Debt collectors have a bad reputation because of a select few agencies which break the rules. These agencies are regulated by the Debt Collector’s Act (No 114 of 1998) which states they’re not allowed to:
- Threaten to use force against a consumer or their family
- Give or threaten to provide the consumer’s employer with information which threatens their future opportunities as an employee
- Serve false legal documents
- Spread false information about the consumer’s credit worthiness
- Charge more than the tariff of fees as governed by the Debt Collector’s Council
When dealing with creditors or collection agencies, be totally honest about what you can afford, how you can make payments and when you can make said payments. Don’t be tempted to offer too much if you can’t afford it, but don’t pay too little either – remember, the more you pay now, the less interest you pay in future.
Deal With Creditors
If possible, deal with creditors rather than debt collection agencies. Paying off a creditor ensures you settle the debt and may cause the creditor to view you as a potential customer in future – since you’ve proved that you pay your debts rather than avoid them. Check with the creditor first and determine whether they’ve signed off the debt to a collection agency completely, or if they’ve simply asked the collection agency to extract the debt and are paying a fee.

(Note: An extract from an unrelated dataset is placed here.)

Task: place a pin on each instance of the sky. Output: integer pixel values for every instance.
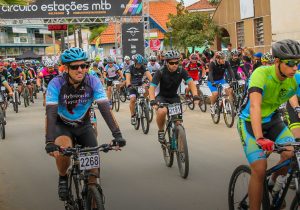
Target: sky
(189, 2)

However, if the creditor has signed off the debt, then the collection agency will present you with an Admission of Liability document. This is a form which indicates that the debt is owed to the collection agency and not the creditor. If you sign this, you’ll be liable to pay the debt collection fees imposed by the agency, as well as the initial debt.
Request They Wipe The Debt
Always follow up and make sure that the debt has been wiped from your record so it doesn’t affect your credit score.
Get It In Writing
This is an essential part of settling debt; get everything in writing. Ensure you place your agreement with a creditor or agency in a letter and keep it on file. As a debtor, you’ll be presented with one of two documents:
a) A Section 57 Acknowledgment of Debt: this indicates you owe the debt and will pay it off in monthly installments. You’re liable for the debt and if you don’t pay it off, this document will be submitted to a court of law by the creditor.
b) A Section 58 Consent to Judgement: this indicates that the consumer consents to judgment and a deduction can be made from their salary immediately.
Regardless of which document you sign, make certain that the form is completely filled out. Never sign a blank document! Be prepared to make repayments as per these documents.
Paying off debt doesn’t have to be a pain, as long as you know how to deal with creditors. With that taped, your credit score will improve, opening you up to new possibilities as a consumer.